A Pragma-Stylistic Analysis of BBC News Channel Reports of Iraqi Demonstrations
Abstract
Abstract: A TV report is one of the finest forms of television news work which requires a high level of professionalism and a balance between the correspondent’s subjectivity and the standards of ‘rational journalism’ such as accuracy, objectivity, transparency, and impartiality. Modes of speech and thought presentation are among the powerful tools of building the TV news reports. When using these modes, the correspondents inevitably implicate additional meanings and emphasise some aspects that serve the main idea and the topic sentence of the report. These additional meanings are often inserted indirectly by means of what is called in pragmastylistics evaluations. The present study tries to apply a pragmastylistic model of analysis to highlight the available modes of speech and thought presentation and the associated evaluative strategies with these modes in TV news reports in general and preferable ones in the targeted report of the BBC News Channel concerning one of the contemporary public demonstrations in Iraq.

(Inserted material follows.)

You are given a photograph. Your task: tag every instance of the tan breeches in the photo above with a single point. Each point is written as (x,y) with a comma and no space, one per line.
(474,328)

The study has reached some findings and conclusions, among which is that the free direct and indirect speeches as well as the internal narrations of thoughts are the most preferable modes of speech and thought presentation in the targeted TV news report, and that intertextuality and the reporters’ explicit comments are the most frequently used external evaluations which are occasionally supported by some devices of internal evaluations like adopting evaluative verbs of speaking and evaluative adjectives of internal feelings of the reported protesters.